On ne peut pas être plus vide. Et la nature en a horreur…

On ne peut pas réussir une société sans se délester d’un peu de ce si beau « moi ».

On dirait ces pères Noël sur les devantures des maisons à l’arrivée de Noël : suffit de le souffler avec une pompe.

On fait tout pour avoir, vite, vite, vite. Un « rentable » pour le profit d’une compagnie.

Un individu : un investissement.

C’est le monde dans lequel nous vivons.

Il s’en va chez le diable.

Alors, on finit par arriver chez soi…

Le racisme des idéologies

Annoncer ses couleurs… Et tuer l’autre à coups de manchettes.

On n’en a même pas fini avec celui des couleurs de peau. On ne fait que commencer avec celui des couleurs d’idées…

Arrivent alors les passagers d’un gros train : les petits savants-girouette.

Ils battent de l’aile… Ils s’ébrouent. Ils se campent. Ils sifflent.

Au fond, ils ne peuvent accepter de n’être qu’un participatif à une collectivité.

C’est trop chétif pour eux.

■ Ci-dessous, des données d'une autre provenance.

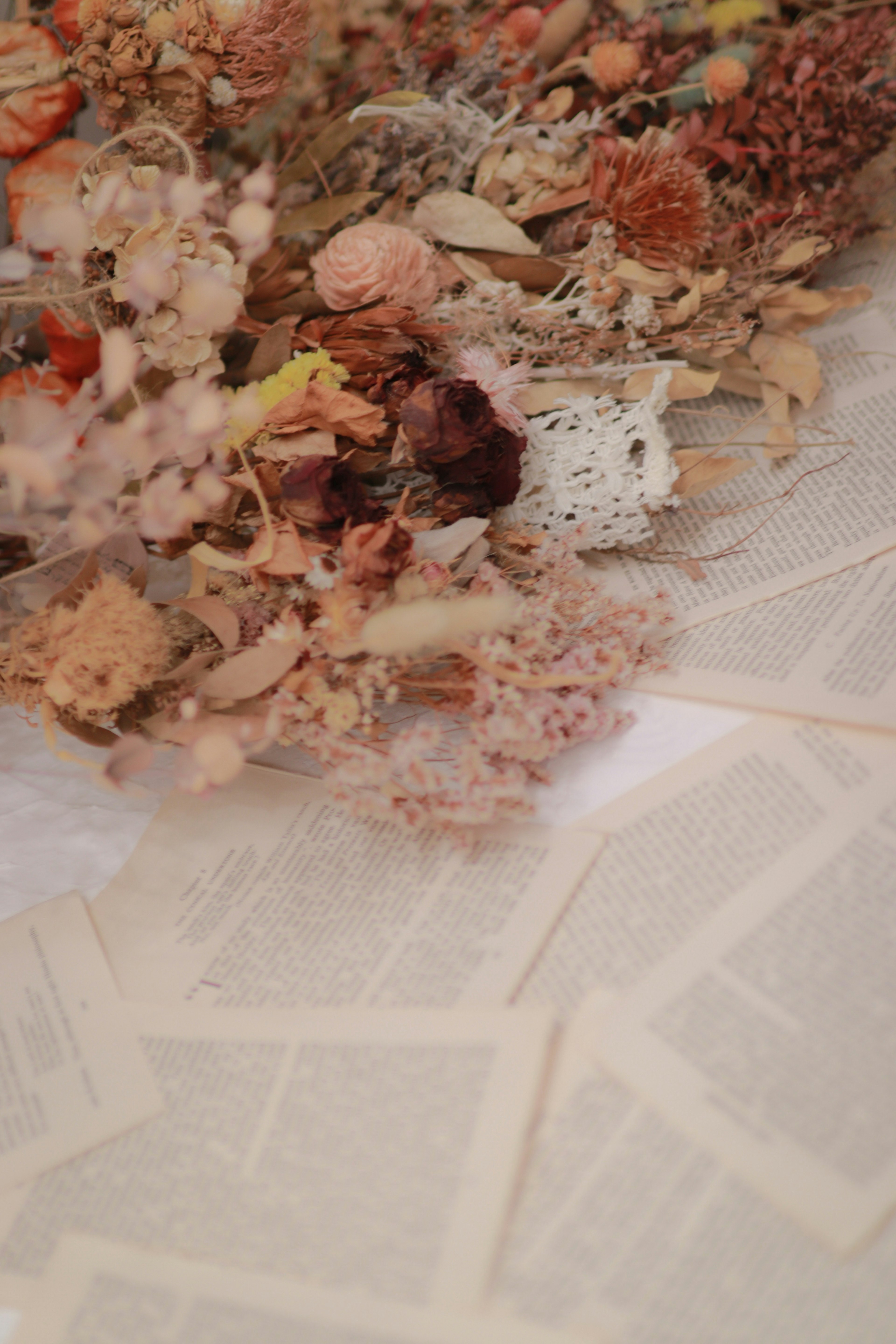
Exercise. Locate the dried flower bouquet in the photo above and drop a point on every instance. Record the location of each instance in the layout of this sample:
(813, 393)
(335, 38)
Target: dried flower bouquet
(354, 386)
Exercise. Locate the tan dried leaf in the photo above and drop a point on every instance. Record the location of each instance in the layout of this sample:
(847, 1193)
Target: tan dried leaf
(252, 671)
(324, 213)
(319, 406)
(788, 362)
(684, 384)
(802, 252)
(641, 280)
(464, 221)
(700, 474)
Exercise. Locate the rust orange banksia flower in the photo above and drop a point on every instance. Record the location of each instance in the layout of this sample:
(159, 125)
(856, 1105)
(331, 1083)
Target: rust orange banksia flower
(656, 200)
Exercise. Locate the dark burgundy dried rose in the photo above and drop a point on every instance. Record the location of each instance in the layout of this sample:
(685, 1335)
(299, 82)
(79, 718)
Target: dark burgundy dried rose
(447, 419)
(374, 554)
(455, 502)
(455, 433)
(324, 494)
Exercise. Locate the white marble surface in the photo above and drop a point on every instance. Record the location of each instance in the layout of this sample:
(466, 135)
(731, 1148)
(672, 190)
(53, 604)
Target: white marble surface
(60, 830)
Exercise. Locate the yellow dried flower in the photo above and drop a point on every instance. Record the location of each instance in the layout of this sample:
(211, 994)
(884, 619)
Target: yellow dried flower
(92, 11)
(88, 661)
(614, 65)
(724, 78)
(160, 26)
(299, 373)
(724, 15)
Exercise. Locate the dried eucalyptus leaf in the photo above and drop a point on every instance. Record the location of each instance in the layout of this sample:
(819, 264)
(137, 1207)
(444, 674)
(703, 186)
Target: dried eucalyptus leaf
(324, 213)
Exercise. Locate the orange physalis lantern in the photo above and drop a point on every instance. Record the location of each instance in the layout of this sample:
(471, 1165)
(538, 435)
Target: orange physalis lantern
(45, 178)
(74, 346)
(29, 380)
(32, 116)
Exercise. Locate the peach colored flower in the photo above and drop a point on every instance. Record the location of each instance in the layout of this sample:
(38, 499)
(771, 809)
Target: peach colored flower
(724, 78)
(614, 65)
(375, 261)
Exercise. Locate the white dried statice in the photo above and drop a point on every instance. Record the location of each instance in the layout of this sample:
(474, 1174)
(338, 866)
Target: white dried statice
(598, 463)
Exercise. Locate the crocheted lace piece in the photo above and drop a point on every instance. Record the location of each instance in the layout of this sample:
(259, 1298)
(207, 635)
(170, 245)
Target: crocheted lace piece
(598, 464)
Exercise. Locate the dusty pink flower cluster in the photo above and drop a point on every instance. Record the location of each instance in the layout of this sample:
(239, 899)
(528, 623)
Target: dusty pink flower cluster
(375, 261)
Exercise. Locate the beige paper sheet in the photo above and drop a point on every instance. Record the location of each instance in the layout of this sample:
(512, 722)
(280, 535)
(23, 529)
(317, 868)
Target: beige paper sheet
(837, 517)
(72, 1072)
(371, 1151)
(269, 894)
(769, 1036)
(827, 650)
(96, 1287)
(684, 843)
(628, 1228)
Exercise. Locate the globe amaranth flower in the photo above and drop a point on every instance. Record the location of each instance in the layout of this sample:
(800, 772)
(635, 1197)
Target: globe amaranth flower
(373, 261)
(455, 433)
(324, 494)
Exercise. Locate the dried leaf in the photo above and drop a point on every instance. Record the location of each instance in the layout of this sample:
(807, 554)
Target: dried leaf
(684, 384)
(272, 353)
(327, 408)
(793, 308)
(700, 474)
(324, 213)
(340, 134)
(788, 362)
(464, 221)
(252, 671)
(641, 280)
(288, 448)
(801, 253)
(291, 554)
(447, 543)
(213, 612)
(429, 623)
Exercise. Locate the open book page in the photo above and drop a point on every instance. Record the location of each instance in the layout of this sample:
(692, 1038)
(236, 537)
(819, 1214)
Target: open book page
(827, 650)
(72, 1072)
(769, 1037)
(626, 1228)
(271, 894)
(684, 843)
(355, 1150)
(836, 518)
(96, 1287)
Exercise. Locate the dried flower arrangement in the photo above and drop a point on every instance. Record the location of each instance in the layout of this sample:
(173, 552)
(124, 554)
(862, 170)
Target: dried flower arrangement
(381, 366)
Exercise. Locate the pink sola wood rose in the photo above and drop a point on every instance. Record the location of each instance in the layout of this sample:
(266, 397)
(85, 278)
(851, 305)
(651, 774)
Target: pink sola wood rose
(375, 261)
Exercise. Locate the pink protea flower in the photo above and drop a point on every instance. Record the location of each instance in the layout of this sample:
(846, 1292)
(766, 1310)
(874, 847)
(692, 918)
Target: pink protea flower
(616, 65)
(375, 261)
(724, 78)
(500, 385)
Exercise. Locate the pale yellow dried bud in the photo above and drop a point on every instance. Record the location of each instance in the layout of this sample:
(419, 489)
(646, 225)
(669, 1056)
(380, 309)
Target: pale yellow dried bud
(724, 78)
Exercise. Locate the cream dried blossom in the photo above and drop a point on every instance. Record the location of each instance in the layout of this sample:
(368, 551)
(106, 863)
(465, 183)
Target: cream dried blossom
(375, 261)
(171, 264)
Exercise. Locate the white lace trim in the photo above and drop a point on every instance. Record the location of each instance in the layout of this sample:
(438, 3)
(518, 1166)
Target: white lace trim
(582, 467)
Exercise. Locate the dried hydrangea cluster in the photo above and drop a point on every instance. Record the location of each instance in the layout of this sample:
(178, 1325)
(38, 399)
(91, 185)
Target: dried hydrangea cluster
(357, 417)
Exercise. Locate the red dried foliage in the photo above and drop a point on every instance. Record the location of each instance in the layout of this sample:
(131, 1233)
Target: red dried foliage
(259, 56)
(373, 341)
(659, 201)
(820, 108)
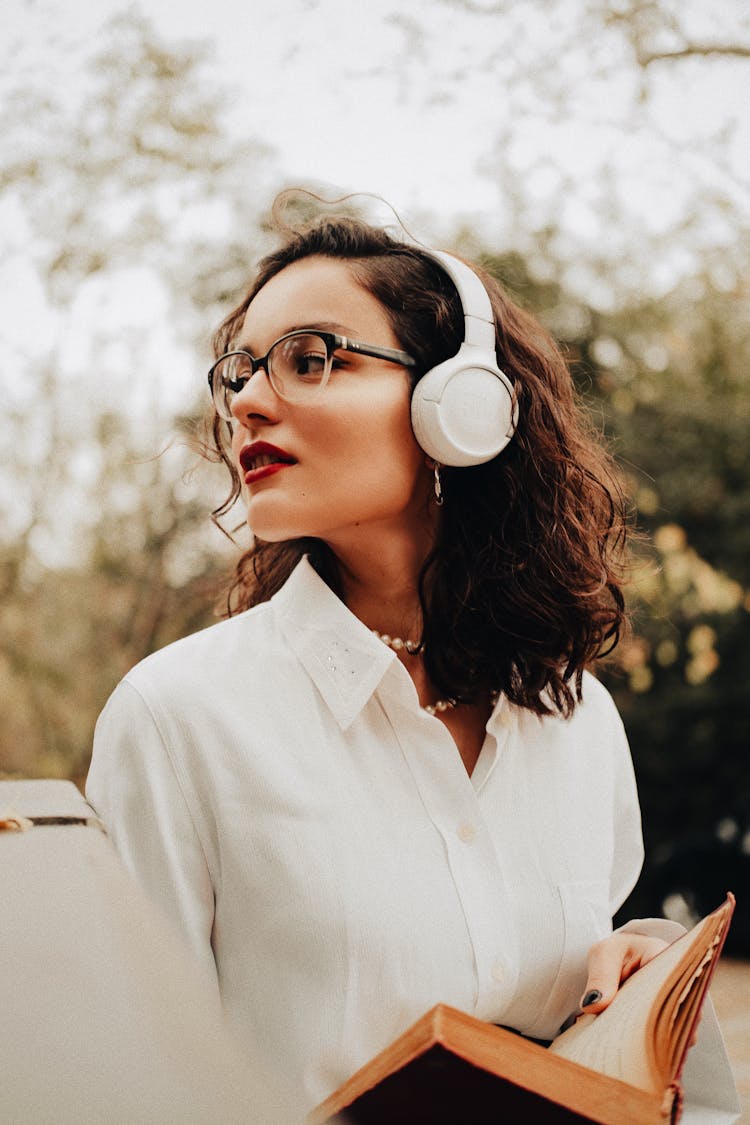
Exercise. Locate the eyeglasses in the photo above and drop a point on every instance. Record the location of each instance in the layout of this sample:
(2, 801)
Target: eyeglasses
(298, 367)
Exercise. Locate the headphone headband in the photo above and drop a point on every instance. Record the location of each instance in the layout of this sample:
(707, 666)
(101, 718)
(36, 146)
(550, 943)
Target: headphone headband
(464, 411)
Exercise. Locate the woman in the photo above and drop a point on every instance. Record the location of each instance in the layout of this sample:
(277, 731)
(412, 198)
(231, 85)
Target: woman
(388, 780)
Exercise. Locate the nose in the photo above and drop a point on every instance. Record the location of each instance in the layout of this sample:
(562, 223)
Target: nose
(258, 398)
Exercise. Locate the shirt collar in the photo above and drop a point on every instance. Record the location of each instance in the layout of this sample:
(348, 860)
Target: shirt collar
(342, 657)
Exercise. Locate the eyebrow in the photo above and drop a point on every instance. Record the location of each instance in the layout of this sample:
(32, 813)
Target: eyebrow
(340, 330)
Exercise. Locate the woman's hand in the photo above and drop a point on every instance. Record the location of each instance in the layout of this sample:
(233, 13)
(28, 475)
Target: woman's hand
(611, 962)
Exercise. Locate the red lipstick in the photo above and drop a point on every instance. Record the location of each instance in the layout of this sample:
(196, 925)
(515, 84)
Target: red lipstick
(260, 459)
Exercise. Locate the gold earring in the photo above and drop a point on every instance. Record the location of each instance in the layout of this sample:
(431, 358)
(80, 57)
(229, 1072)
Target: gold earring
(439, 487)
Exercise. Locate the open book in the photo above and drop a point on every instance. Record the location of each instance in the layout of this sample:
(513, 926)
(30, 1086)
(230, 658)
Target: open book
(617, 1068)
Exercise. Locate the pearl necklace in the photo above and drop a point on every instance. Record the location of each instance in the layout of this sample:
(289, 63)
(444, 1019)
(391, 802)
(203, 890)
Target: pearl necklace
(412, 647)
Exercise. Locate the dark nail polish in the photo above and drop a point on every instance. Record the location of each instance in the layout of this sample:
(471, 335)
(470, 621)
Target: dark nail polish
(569, 1022)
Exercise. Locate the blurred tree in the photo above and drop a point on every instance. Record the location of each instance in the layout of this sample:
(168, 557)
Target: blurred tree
(620, 132)
(137, 214)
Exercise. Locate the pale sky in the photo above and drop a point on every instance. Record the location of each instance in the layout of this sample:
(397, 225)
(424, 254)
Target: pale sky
(348, 93)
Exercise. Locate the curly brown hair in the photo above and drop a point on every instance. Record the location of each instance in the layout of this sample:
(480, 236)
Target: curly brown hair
(523, 587)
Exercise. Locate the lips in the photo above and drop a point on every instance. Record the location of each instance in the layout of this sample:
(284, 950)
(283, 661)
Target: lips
(261, 459)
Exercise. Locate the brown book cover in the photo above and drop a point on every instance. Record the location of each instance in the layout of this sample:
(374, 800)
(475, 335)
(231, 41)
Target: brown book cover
(621, 1067)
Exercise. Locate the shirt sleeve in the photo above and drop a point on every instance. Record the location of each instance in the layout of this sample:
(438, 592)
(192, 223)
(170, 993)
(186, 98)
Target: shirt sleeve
(134, 789)
(627, 845)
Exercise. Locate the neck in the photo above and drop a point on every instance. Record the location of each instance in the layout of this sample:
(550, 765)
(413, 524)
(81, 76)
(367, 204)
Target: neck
(380, 583)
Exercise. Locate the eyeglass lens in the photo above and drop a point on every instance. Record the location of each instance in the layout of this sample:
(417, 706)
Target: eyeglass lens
(298, 368)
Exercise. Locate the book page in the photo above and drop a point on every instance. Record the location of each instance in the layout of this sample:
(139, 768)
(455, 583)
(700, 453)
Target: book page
(615, 1041)
(642, 1036)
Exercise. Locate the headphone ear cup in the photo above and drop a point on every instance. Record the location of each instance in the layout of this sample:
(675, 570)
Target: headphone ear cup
(463, 411)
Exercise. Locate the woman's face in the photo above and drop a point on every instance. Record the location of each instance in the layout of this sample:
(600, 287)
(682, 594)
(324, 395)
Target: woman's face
(353, 465)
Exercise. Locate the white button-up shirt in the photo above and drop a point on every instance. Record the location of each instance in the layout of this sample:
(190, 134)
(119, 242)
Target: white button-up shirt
(314, 835)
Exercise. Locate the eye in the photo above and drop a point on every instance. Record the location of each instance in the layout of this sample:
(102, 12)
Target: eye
(305, 358)
(236, 372)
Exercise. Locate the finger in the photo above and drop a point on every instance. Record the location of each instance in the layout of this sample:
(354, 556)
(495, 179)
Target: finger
(605, 969)
(611, 962)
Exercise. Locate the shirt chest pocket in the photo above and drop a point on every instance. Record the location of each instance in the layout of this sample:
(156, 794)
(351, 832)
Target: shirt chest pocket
(583, 918)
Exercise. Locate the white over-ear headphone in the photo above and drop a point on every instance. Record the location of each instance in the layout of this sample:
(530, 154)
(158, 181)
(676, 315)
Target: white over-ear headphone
(463, 411)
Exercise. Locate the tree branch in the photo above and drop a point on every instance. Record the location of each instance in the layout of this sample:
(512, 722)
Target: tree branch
(694, 51)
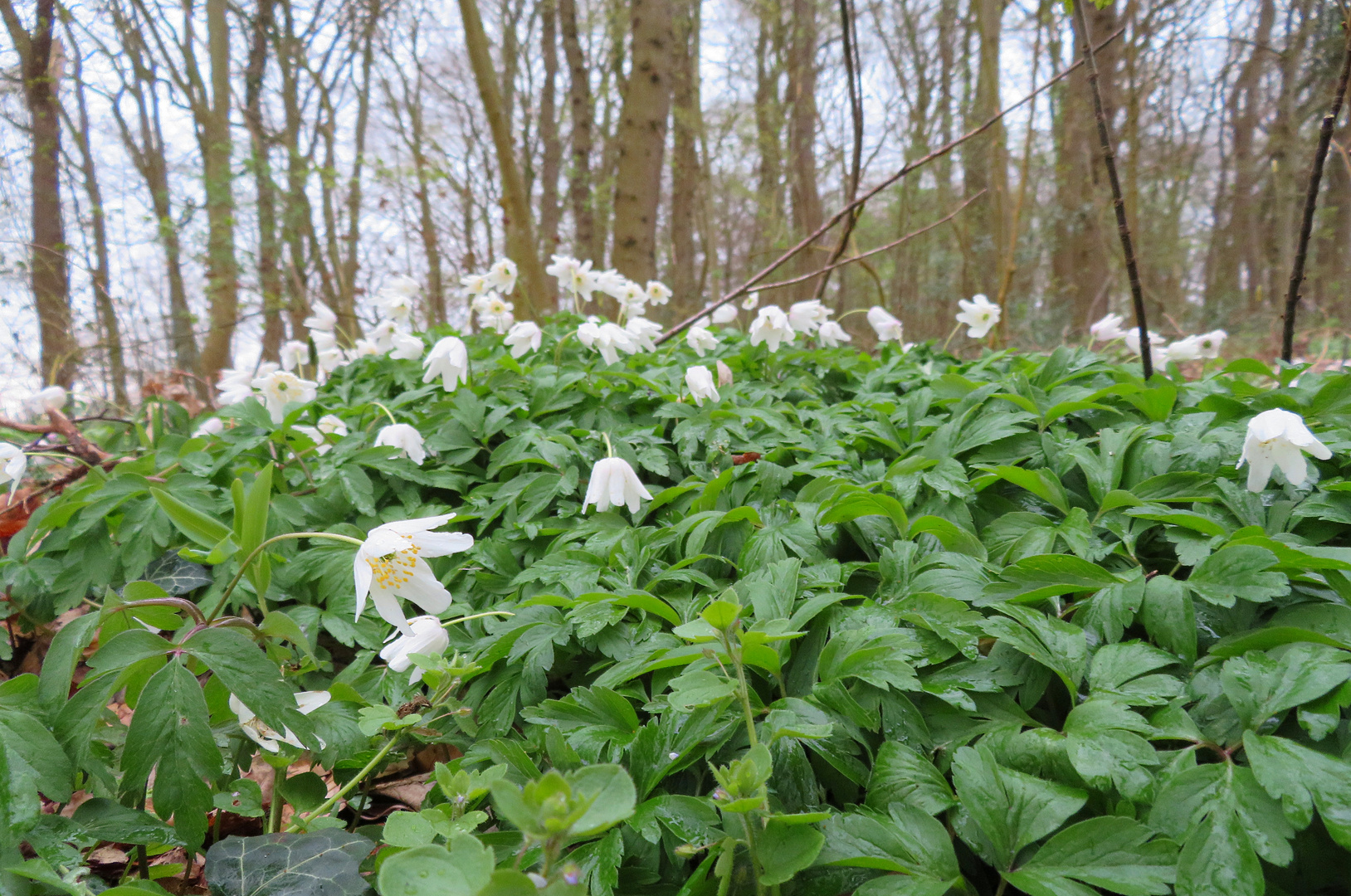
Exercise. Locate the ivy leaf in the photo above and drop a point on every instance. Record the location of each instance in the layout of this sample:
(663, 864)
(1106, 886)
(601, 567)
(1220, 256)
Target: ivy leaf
(319, 864)
(1114, 853)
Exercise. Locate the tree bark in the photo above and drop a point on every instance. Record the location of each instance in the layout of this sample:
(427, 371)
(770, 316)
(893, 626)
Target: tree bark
(260, 145)
(641, 139)
(686, 176)
(583, 113)
(41, 72)
(520, 231)
(217, 152)
(552, 146)
(802, 135)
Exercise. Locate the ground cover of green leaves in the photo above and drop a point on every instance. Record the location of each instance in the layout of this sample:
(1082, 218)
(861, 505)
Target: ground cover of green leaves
(1011, 625)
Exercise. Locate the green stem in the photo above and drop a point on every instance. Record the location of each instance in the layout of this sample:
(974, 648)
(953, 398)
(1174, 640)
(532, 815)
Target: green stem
(346, 788)
(279, 776)
(253, 556)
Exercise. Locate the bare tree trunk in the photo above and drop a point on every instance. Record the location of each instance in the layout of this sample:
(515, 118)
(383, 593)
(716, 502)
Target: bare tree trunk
(520, 232)
(553, 148)
(217, 150)
(583, 114)
(41, 71)
(802, 135)
(642, 139)
(100, 276)
(686, 176)
(260, 145)
(987, 160)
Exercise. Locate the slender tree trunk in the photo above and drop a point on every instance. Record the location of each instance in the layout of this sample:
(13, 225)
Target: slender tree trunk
(583, 113)
(41, 72)
(686, 178)
(987, 157)
(260, 145)
(98, 223)
(217, 150)
(520, 231)
(642, 139)
(802, 135)
(553, 146)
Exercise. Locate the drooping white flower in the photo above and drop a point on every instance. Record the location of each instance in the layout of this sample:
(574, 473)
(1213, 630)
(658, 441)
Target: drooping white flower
(391, 565)
(396, 304)
(449, 360)
(333, 425)
(406, 346)
(724, 314)
(1185, 349)
(524, 337)
(658, 294)
(1209, 343)
(1278, 438)
(294, 353)
(476, 284)
(501, 276)
(885, 324)
(615, 484)
(280, 388)
(832, 334)
(607, 338)
(807, 316)
(404, 438)
(51, 399)
(323, 319)
(700, 339)
(262, 734)
(496, 314)
(383, 335)
(1133, 339)
(980, 315)
(772, 328)
(211, 426)
(234, 387)
(1108, 329)
(427, 637)
(15, 462)
(700, 382)
(643, 333)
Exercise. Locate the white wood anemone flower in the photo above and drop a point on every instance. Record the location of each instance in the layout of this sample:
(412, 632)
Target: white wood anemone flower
(980, 315)
(15, 462)
(885, 324)
(1278, 438)
(428, 637)
(615, 484)
(700, 382)
(391, 565)
(449, 360)
(772, 328)
(406, 438)
(262, 734)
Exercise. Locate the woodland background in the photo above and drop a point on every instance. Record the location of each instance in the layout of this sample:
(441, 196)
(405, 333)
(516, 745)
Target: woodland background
(215, 169)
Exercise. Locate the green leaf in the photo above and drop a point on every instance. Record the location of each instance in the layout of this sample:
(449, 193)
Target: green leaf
(1114, 853)
(1261, 685)
(1238, 572)
(198, 526)
(1002, 810)
(1304, 779)
(320, 864)
(787, 849)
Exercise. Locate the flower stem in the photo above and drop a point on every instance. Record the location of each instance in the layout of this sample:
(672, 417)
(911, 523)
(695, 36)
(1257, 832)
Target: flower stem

Ils veulent le beurre et le gras du beurre.

Se tuer à faire mourir

C’est un sport…

Alors, on sue sang et eau pour une entreprise de destruction.

Comme dans la vie, la simple vie, celle qui est un échec là où l’argent en est rendu à être le téléphone pour parler à un quelqu’un de simple…

Une sorte de tampon.

La réussite de CentPapiers ou de toute autre entreprise ne dépend que de la réussite de citoyens équilibrés.

Les idées n’ont pas tant d’importance que certains leur accordent.

L’attitude.

Il y a des écoles pour apprendre, pour se faire une dinde de savoirs, mais il n’y en a pas pour la réussite de soi.

C’est bien ça l’échec : un copier-coller inconscient dont certains sont marqués.

Un savoir figé n’est pas et ne sera jamais une connaissance.

Connaître,  c’est la souplesse d’évoluer…

On évolue qu’en jetant les vieilles peaux, chaque jour.

Quant à la connaissance, nous sommes dans un siècle où nous façonnons le « plus ». Comme si le plus était une qualité.

Or, si vous voulez fabriquer un avion qui vole, même si vous vous acharnez à faire pousser ses ailes de 100 mètres plus longues, vous risquez de rater votre « outil ».

L’art de voler est dans un calcul et une intuition sur l’art d’utiliser l’air et le matériau solide qu’est l’aile.

Nous sommes à la fois l’air et l’aile.

Nous voilà des avions pas d’air…

C’est pas beau à voir.

***

P.-S. : parlant de chorale… La richesse de l’ensemble des sons provient de l’unicité, de l’authenticité et de l’acceptation de sa voix. L’humilité d’avoir sa place dans les vibrations, mais la fierté de prendre cette place à …l’unisson.